Il recupero di questa ex stazione ferroviaria (la prima di Firenze a dirla tutta, attiva fino al 1860) è avvenuta dopo una lunga serie di cambi di destinazioni d’uso dello stabile. Dogana, officina, industria pesante, deposito finchè nel 1990 se ne è deciso il recupero grazie anche a Mario Mariotti, che la usò per la prima volta con l’iniziativa del “Muro d’Artista”.
Ad oggi è gestito da una società di Pitti Immagine, e il Taste è uno degli appuntamenti fissi di questa affascinante sede espositiva a due passi dal cuore storico di Firenze
Al Taste si va per scoprire i produttori dell’eccellenza italiana, oppure per ritrovarli e conoscere le novità tra i loro prodotti, o ancora per assaggiare l’ultima produzione dei loro classici.
Il Taste è una di quelle manifestazioni democratiche in cui tutti hanno a disposizione uno spazio della stessa dimensione,
Abbiamo ritrovato amici eccellenti come il cioccolato Bodrato o la birra Amarcord, abbiamo finalmente conosciuto di persona produttori che già stimavamo come la pasta Benedetto Cavalieri o l’azienda agricola Paolo Petrilli…
… e abbiamo anche rivisto amici come Renato Bosco che al Taste c’era non come espositore ma come ospite.
Il “re dei lievitati” infatti è intervenuto ad una tavola rotonda tenuta da Davide Paolini de Il Gastronauta a tema lievitazione dove si è discusso il diverso uso del lievito madre e del lievito di birra all’interno non solo della panificazone ma anche della pasticceria.
L’allestimento interno di Taste, non tradiva la bellezza della sede in cui era ospitato
Particolare molto interessante della manifestazione: prima di uscire una ampia zona era dedicata ad un market dove poter acquistare i prodotti degli espositori.
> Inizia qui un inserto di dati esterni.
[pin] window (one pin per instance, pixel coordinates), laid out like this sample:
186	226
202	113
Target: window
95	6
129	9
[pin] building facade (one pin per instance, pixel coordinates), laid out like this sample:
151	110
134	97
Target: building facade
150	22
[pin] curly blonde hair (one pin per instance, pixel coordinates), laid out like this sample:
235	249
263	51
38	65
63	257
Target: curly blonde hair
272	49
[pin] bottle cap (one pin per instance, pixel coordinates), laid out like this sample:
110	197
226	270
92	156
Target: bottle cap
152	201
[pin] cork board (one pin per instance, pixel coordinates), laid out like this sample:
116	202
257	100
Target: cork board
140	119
Un’ idea di marketing molto riuscita a giudicare dalla lunga fila alle casse, che dava un valore aggiunto alla manifestazione: poter scegliere in tutta calma dopo averli assaggiati cosa portarsi a casa da l’indubbio vantaggio di poter conoscere meglio il prodotto senza le problematiche di doverlo ritrovare, o di doverlo ordinare in quantitativi non sempre ideali.
Come nostra prima volta al Taste non possiamo che dire: arrivederci a taste 2015!